只是......手太抖,大衣的扣子,怎么也扣不上。
......
灰衣帮陷入了前所未有的狂热。
从最高级别的长官藤仁开始,命令层层下达,不惜一切追查杀死仁大人的凶手。
就比如,明明现在是午夜的时间,穹顶的灯光已经彻底打开,照耀着自由城的每一分土地。
“已经被发现了吗?”
感受到头顶的刺目光芒,格雷尔“切”了一声,加快了奔跑的速度。
距离作案的时间已经过去了二十分钟,按照格雷尔在车上的观察,距离极北据点还需要再跑个十来分钟这还是在不受干扰的情况下。
果然,仅仅过了三分钟,原本空旷的道路边,突然窜出来了一队全副武装的灰衣人。
看着向疾驰而来的白龙,他们蹲下,举起手中的火箭筒和冲锋枪。
“草!”
格雷尔脚步一顿,偏转身形,果断地朝街道旁的房屋撞去。一时间,瓦砾纷飞,尘埃四溅,枪手们失去了白龙的身影。
与此同时,另一条街道上。
石制楼房炸开一个大洞,格雷尔从里面狼狈地钻了出来,继续朝着北方跑去。
监控摄像头捕捉到了这一幕,很快,又有一个小队挡在了他的面前。
格雷尔故技重施,但很快,他发现有点不对劲了。
挡路的小队在刻意地将他往一个方向引。
......
利恩死死地盯着面前的终端,他的四周,是无数的屏幕,而每一个屏幕,都是自由城内的一个摄像头。
他看着白色怪物从一个屏幕到另一个屏幕,嘴角渐渐咧起。
藤义将调兵遣将的任务交给了他,心怀愧疚的利恩也没有让长官失望。在短短的二十分钟的时间,他成功调动了自由城的大半兵力,并制定了一个临时的计划。
如今,针对白色怪物的包围圈如同不断缩小的口袋,压缩着白色怪物的行动空间。

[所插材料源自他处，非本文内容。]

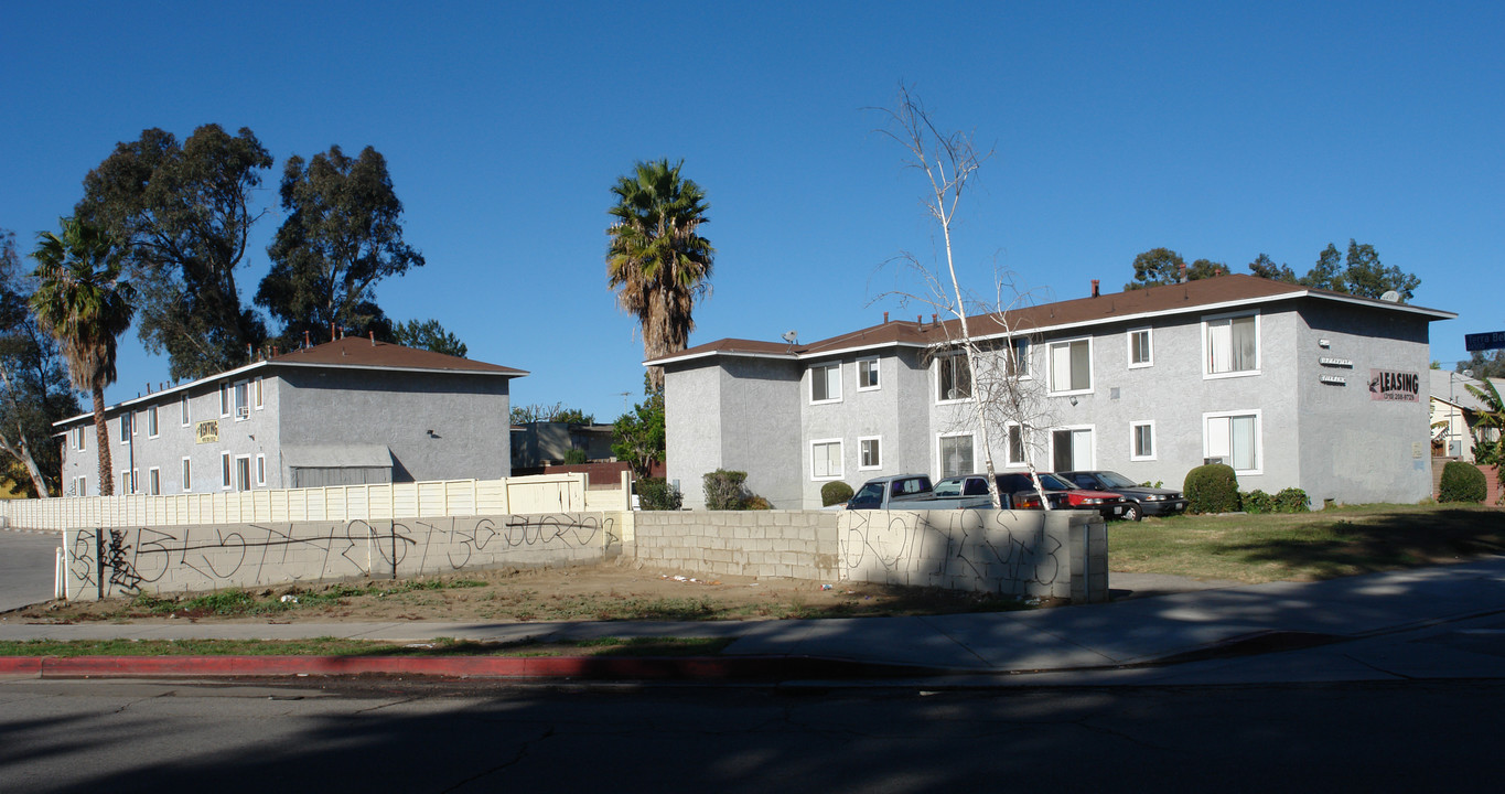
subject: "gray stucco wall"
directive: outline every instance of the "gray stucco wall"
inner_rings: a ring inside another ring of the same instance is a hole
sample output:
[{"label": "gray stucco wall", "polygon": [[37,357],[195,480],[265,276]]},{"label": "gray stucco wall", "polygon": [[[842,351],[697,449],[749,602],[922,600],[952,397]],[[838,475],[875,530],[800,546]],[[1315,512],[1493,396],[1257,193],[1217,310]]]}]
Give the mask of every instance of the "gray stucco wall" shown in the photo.
[{"label": "gray stucco wall", "polygon": [[[235,416],[233,401],[229,414],[220,413],[220,384],[229,383],[233,386],[242,380],[250,380],[254,386],[254,375],[251,375],[251,378],[223,378],[134,402],[126,407],[128,411],[111,411],[107,416],[107,422],[110,426],[110,463],[114,467],[113,481],[116,485],[116,494],[122,494],[120,473],[128,470],[132,463],[138,472],[137,491],[143,494],[149,493],[147,488],[152,469],[158,469],[161,494],[164,496],[181,493],[217,493],[227,490],[220,461],[220,457],[224,452],[230,453],[232,461],[242,457],[250,458],[250,464],[253,467],[251,481],[256,488],[262,487],[256,484],[256,457],[263,455],[266,458],[265,487],[286,487],[281,469],[277,466],[277,449],[281,438],[281,428],[277,423],[275,410],[280,392],[277,378],[262,378],[262,407],[256,408],[253,399],[245,419],[238,419]],[[181,395],[184,393],[188,395],[187,425],[182,422],[182,407],[179,402]],[[155,438],[149,432],[149,413],[152,407],[157,407],[158,411],[158,434]],[[135,435],[131,443],[120,441],[120,422],[126,413],[134,416],[135,423]],[[206,443],[199,441],[196,431],[202,422],[217,423],[217,440]],[[92,419],[84,417],[80,423],[89,428],[86,431],[87,441],[83,450],[74,449],[71,443],[65,446],[62,467],[63,490],[66,494],[74,479],[84,476],[87,478],[87,496],[99,496],[98,447],[95,446]],[[188,488],[184,488],[182,482],[184,458],[190,458],[191,461],[190,476],[193,479]]]},{"label": "gray stucco wall", "polygon": [[[1302,438],[1306,496],[1315,506],[1323,499],[1416,502],[1431,496],[1425,318],[1326,306],[1303,316],[1296,345],[1300,410],[1294,431]],[[1416,401],[1371,399],[1371,369],[1415,374],[1421,383]],[[1324,375],[1344,383],[1323,383]]]},{"label": "gray stucco wall", "polygon": [[506,377],[315,368],[280,375],[284,444],[384,444],[393,482],[512,475]]}]

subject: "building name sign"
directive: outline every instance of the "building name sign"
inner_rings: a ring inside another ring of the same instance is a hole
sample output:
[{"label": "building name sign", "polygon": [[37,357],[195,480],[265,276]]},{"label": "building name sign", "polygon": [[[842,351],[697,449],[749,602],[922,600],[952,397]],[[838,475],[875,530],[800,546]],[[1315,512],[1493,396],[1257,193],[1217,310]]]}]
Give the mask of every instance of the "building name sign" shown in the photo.
[{"label": "building name sign", "polygon": [[1392,369],[1371,369],[1370,399],[1418,402],[1421,399],[1421,375]]},{"label": "building name sign", "polygon": [[1469,353],[1497,348],[1505,348],[1505,331],[1463,334],[1463,350],[1467,350]]}]

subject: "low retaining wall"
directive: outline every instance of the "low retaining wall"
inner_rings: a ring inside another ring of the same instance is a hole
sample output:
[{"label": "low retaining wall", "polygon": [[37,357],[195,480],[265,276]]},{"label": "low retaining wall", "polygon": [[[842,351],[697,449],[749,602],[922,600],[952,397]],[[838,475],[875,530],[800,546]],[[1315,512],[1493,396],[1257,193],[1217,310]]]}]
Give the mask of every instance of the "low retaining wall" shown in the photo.
[{"label": "low retaining wall", "polygon": [[71,529],[68,598],[600,562],[686,573],[1108,598],[1108,532],[1078,511],[570,512]]},{"label": "low retaining wall", "polygon": [[634,512],[631,535],[688,573],[1108,600],[1108,529],[1081,511]]},{"label": "low retaining wall", "polygon": [[622,551],[622,514],[69,529],[68,598],[578,565]]}]

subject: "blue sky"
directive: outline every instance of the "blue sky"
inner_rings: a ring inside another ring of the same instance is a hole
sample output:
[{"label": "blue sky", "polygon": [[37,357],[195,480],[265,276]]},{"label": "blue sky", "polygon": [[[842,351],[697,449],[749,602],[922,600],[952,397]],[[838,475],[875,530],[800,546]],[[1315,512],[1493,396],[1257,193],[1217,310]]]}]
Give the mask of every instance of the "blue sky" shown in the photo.
[{"label": "blue sky", "polygon": [[[1227,6],[1227,8],[1225,8]],[[691,344],[879,322],[930,258],[924,184],[874,134],[905,81],[995,155],[956,229],[963,280],[1037,300],[1120,289],[1165,246],[1305,273],[1373,244],[1421,277],[1433,359],[1505,328],[1500,3],[71,3],[0,9],[0,228],[24,250],[89,169],[160,127],[251,128],[242,300],[281,223],[283,161],[381,151],[427,265],[378,285],[473,359],[531,372],[513,402],[611,420],[641,341],[605,285],[610,187],[683,160],[718,255]],[[929,310],[927,310],[929,312]],[[111,402],[167,380],[123,337]],[[623,396],[626,393],[626,396]]]}]

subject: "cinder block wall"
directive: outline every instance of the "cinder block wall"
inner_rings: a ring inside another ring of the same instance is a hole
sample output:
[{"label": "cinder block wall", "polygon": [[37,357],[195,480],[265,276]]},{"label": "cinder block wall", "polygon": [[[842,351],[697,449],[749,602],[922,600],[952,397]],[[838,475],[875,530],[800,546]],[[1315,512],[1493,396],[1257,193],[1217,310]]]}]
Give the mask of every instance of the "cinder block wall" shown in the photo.
[{"label": "cinder block wall", "polygon": [[838,511],[634,512],[625,551],[686,573],[837,582]]},{"label": "cinder block wall", "polygon": [[582,565],[622,553],[610,512],[71,529],[68,598]]},{"label": "cinder block wall", "polygon": [[1084,511],[849,511],[840,554],[853,582],[1108,600],[1106,524]]}]

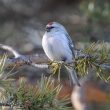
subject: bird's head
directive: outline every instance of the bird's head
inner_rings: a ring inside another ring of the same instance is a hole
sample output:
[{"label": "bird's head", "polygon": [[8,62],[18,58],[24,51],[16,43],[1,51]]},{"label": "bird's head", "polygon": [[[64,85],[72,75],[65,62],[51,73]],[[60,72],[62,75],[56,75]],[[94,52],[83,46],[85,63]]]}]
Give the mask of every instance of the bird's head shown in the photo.
[{"label": "bird's head", "polygon": [[46,31],[47,32],[50,32],[52,30],[55,30],[55,31],[58,31],[58,30],[63,30],[63,31],[66,31],[64,26],[61,25],[60,23],[58,22],[49,22],[47,25],[46,25]]}]

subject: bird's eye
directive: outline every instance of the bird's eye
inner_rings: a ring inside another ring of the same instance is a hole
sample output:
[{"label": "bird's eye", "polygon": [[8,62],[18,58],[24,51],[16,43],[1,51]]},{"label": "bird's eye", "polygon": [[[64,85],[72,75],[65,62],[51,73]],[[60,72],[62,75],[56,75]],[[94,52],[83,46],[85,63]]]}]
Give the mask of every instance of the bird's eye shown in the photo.
[{"label": "bird's eye", "polygon": [[49,26],[49,27],[46,27],[47,29],[53,29],[54,27],[53,26]]}]

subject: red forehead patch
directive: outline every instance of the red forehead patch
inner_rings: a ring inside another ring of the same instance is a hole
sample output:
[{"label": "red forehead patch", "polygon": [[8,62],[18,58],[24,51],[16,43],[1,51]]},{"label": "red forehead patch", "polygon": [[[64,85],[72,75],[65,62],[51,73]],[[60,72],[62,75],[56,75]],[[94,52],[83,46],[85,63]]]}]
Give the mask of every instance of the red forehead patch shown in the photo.
[{"label": "red forehead patch", "polygon": [[52,24],[53,24],[53,22],[49,22],[49,23],[48,23],[48,25],[52,25]]}]

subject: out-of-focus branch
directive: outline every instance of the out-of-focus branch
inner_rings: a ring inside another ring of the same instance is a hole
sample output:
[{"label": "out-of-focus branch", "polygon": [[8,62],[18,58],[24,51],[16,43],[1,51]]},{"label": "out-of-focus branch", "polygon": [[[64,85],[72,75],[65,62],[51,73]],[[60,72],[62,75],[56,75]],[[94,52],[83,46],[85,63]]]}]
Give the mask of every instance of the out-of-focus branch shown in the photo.
[{"label": "out-of-focus branch", "polygon": [[[34,67],[38,67],[38,68],[48,68],[48,58],[46,57],[45,54],[36,54],[36,55],[22,55],[19,52],[17,52],[15,49],[13,49],[10,46],[4,45],[4,44],[0,44],[0,48],[7,50],[9,52],[11,52],[14,57],[13,58],[7,58],[6,59],[6,67],[12,67],[12,66],[23,66],[25,64],[34,66]],[[88,58],[91,59],[93,56],[92,55],[88,55],[88,54],[83,54],[81,53],[81,51],[76,50],[75,51],[75,56],[76,59],[77,58]],[[110,69],[110,64],[96,64],[98,67],[100,68],[106,68],[106,69]]]},{"label": "out-of-focus branch", "polygon": [[13,66],[23,66],[24,64],[31,65],[38,68],[48,68],[47,63],[49,62],[48,58],[45,54],[36,54],[36,55],[21,55],[15,49],[10,46],[0,44],[0,48],[11,52],[14,57],[7,58],[5,61],[6,67],[13,67]]}]

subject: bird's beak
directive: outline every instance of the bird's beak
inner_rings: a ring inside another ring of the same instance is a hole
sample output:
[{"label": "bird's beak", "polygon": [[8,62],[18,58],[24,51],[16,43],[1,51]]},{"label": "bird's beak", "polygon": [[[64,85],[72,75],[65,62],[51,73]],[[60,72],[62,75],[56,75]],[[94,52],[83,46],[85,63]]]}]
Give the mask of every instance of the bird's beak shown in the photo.
[{"label": "bird's beak", "polygon": [[46,26],[46,28],[45,28],[45,30],[47,31],[47,32],[50,32],[50,30],[52,29],[52,28],[54,28],[54,27],[52,27],[52,26]]},{"label": "bird's beak", "polygon": [[46,27],[45,28],[45,31],[49,32],[50,31],[50,28],[49,27]]}]

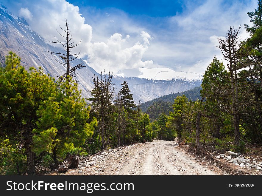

想到这,利恩不由自主地将目光移向了一个不起眼的屏幕,那里,一辆摩托车正在疾驰,飞快地穿过了一个又一个屏幕。
只是看一眼,就让人感到心安。
因为,他是灰衣帮的最高长官,也是最高的战力。
......
眼看着自己已经偏离了正确路线,格雷尔不禁变得心急起来。
在来的路上,他不止一次听到了灰衣帮的广播,他们在疏散这块区域的居民,很显然,他们已经决定将这里作为战斗的场地了。
再这样下去,在到达极北据点之前,就会被完全堵住。
格雷尔可不认为自己能够扛过铺天盖地的火力,所以,他一边跑着,一边疯狂地转动着大脑。
自己的行动路线很明显,灰衣帮应该已经发现了自己的目的地。如果真是这样的话,一开始的计划就只能作废。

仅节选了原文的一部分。